The historic, mostly vacant office building would include over 250 apartments, with ground-floor retail.
Source: Boston.com
By Beth Treffeisen
Boston developer Synergy is moving to launch the city’s largest office-to-housing conversion yet, filing plans last Wednesday to transform an 11-story, mostly vacant Downtown Crossing office building into more than 250 apartments.
The project would convert the upper floors of the existing building into multi-family residential use while maintaining retail space on the ground level. The building, which is next door to the Old South Meeting House, has no parking.
“Office to Residential conversions — putting homes close to jobs — is just good policy,” Synergy CEO Dave Greaney said in a statement to the city. “Less vacant office space and more residents downtown will help stabilize the office market, lessen the burden on transportation, and support downtown restaurants and retail.”
In a letter of intent filed on Jan. 14, the developers said the Old South Building, constructed between 1902 and 1904, is predominantly vacant, reflecting a shift in downtown office demand.
The downtown Boston office vacancy rate has remained high since the pandemic, at around 20%. Despite some signs of a recovery, employees are shifting to high-amenity new buildings, leaving older office buildings at risk.
So, after a successful few years, Mayor Michelle Wu in mid-December announced an extension of the city’s Office-to-Residential Conversion Program, which was set to expire at the end of last month.
The program, which launched in October 2023, received 22 applications to convert 1.2 million square feet of office space across 27 buildings into 1,517 new apartments, including 284 income-restricted units.
Four projects totaling 236 units are under construction, and one building at 281 Franklin St. has filled its 15 units.
Applications will remain open through the end of this year, and applicants must commit to obtaining a building permit and starting construction by the end of 2027 to benefit from the program.
The conversion program allows developers to have a 29-year, 75% residential abatement.

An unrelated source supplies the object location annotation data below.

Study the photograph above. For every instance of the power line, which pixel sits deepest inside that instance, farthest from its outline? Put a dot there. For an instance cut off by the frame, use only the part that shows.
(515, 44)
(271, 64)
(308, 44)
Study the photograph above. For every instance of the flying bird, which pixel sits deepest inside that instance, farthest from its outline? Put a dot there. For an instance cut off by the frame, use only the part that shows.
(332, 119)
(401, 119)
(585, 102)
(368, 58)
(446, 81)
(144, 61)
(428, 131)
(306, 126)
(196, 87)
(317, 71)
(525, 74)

It also gives builders as-of-right zoning in the downtown area and a fast-tracked Article 80 permitting process to save time and money.

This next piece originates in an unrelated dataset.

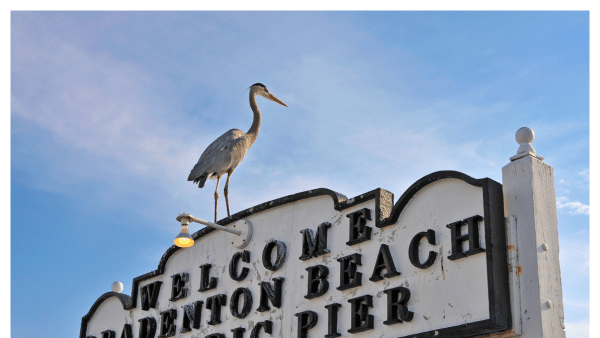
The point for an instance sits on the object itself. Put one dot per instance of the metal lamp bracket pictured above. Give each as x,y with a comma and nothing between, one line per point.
242,229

The project at 294 Washington St. will offer the largest number of apartments to date at 255 units, surpassing any other office-to-housing conversion with 202,000 square feet of residential space, according to a December presentation by the city.
The next-largest project is at 50 Congress St. downtown, proposed by Mahoney Development. It’ll have 171 units in 193,000 residential square feet.

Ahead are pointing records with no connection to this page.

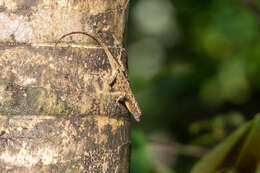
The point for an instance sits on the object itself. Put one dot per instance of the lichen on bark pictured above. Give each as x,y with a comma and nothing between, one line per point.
56,111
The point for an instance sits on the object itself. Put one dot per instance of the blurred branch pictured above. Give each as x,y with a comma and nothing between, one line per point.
173,147
251,6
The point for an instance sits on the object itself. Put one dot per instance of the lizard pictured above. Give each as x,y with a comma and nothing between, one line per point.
118,77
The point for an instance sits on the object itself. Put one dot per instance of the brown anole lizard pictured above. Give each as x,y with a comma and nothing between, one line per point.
118,79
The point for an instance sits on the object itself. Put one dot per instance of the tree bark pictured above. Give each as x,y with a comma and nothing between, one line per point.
56,114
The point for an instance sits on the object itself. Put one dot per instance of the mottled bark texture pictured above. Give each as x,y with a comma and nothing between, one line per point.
56,112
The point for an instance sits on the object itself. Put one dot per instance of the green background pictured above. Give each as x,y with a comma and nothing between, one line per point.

The biggest project under construction is at 31 Milk St. downtown, with Dinosaur Capital building 110 units in 95,000 square feet of residential space.
“This program has proven to be extremely successful in removing vacant office space from the market and breathing new life into older, pre-war office buildings,” Boston’s Chief of Planning Kairos Shen said in a statement. “By extending the program, we hope to attract another thousand units … with thousands of new residents in the heart of our city.”